This is a necropolis of mausoleums climbing back in time from the northeast fringe of Tamerlane's capital over the old city wall and onto the southern slope of ancient Afrosiab. This is Samarkand’s most moving and beloved site, the stunning avenue of mausoleums (working hours 8am-7pm Apr-Oct, 9am-5pm Nov-Mar) contains some of the richest tilework in the Muslim world. In the 14th and 15th centuries, it developed into an architectural testing ground whose celebration of ceramic art, unrivalled in Central Asia, makes this street of the dead perhaps the most visually stunning sight in a city of superlatives.
The name, which means ‘Tomb of the Living King’, refers to its original, innermost and holiest shrine – a complex of cool, quiet rooms around what is probably the grave of Qusam ibn-Abbas, a cousin of the Prophet Mohammed who is said to have brought Islam to this area in the 7th century. Legend traces its history back to 676, when Kussam-ibn-Abbas arrived to convert Zoroastrian Sogdiana to Islam. The success of his preaching provoked a gang of fire-worshippers to behead him whilst he was at prayer. It appears the Arabs established Kussam, who probably never saw Samarkand, into the cult of Shah-i-Zinda (the Living King) by adapting a pre-lslamic mythical ruler, maybe Afrosiab himself, reigning beyond death beneath the earth. The Mongol conquest flattened the surrounding complex but left Kussam's grave alone, as Moroccan traveller ibn-Battuta reported in 1333: "The inhabitants of Samarkand come out to visit it every Sunday and Thursday night. The Tartars also come to visit it, pay vows to it and bring cows, sheep, dirhams, and dinars; all this is used for the benefit of the hospital and the blessed tomb."

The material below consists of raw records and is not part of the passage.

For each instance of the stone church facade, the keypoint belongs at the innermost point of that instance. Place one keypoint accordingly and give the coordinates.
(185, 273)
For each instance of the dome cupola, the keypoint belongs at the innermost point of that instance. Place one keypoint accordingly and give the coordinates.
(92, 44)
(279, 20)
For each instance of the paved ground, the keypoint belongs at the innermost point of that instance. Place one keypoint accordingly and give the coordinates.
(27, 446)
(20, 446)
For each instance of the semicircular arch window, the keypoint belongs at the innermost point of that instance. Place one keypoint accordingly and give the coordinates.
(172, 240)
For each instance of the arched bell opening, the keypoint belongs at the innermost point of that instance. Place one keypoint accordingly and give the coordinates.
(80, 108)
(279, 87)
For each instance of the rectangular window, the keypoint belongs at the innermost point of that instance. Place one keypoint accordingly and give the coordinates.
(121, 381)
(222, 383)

A shrine to Qusam existed here on the edge of Afrosiab long before the Mongols ransacked it in the 13th century. Shah-i-Zinda began to assume its current form in the 14th century as Timur and later Ulugbek buried their family and favourites near the Living King. Excavations at mausoleum of Kusam ibn Abbas have revealed there is a body inside (that of a middle-aged man), but his exact identity is unknown.

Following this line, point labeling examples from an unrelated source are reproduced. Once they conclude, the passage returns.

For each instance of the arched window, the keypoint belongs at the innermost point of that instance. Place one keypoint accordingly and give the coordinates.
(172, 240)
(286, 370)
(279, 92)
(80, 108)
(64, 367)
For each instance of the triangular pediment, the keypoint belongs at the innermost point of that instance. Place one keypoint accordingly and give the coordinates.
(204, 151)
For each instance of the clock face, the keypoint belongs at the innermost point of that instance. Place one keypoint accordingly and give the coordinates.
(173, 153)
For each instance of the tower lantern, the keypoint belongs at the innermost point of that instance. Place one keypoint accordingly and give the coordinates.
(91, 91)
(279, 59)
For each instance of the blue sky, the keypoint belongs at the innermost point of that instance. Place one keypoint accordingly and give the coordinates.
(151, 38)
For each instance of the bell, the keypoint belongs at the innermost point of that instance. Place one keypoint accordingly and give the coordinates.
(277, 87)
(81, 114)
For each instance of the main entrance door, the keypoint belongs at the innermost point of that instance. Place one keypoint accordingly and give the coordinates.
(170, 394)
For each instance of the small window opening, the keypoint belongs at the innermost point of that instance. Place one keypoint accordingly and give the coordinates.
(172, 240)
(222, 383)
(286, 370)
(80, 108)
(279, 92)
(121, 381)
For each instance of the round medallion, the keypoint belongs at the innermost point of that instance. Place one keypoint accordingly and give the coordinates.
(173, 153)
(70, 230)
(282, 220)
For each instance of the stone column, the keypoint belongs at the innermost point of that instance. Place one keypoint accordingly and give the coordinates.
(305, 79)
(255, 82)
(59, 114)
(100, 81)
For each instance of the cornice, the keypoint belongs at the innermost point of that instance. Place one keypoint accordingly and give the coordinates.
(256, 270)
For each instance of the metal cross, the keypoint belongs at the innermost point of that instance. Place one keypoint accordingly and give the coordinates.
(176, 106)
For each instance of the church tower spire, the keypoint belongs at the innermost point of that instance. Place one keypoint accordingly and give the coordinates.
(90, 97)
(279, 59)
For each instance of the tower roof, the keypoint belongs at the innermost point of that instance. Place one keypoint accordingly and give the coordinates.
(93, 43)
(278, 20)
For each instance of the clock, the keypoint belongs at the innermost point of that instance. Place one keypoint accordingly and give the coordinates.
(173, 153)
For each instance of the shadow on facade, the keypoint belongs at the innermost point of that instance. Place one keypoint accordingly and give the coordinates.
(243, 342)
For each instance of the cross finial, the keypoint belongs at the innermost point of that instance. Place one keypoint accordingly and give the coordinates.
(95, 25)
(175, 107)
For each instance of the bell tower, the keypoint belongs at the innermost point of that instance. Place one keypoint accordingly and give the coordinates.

The Timurid aristocracy continued the tradition of building mausoleums near the sacred site, often on earlier remains. These works display the creative wealth of the empire in surprising harmony, for no mausoleum repeats another. Their modest size permits an intimacy impossible in more grandiose projects. When American diplomat Schulyer visited the saints grave in 1876 he heard of "a prophecy that he was to appear in f 868 to defeat the Russians; but Samarkand was occupied, and Shah Zindeh appeared not, so that his fame has of late somewhat fallen off." Worshippers still flocked to the necropolis until Soviet conversion into an anti-religious museum forced visitors to cloak their beliefs with secular trappings. Independence has restored sanctity to the street, holy men to its mosques and pilgrims to its tombs.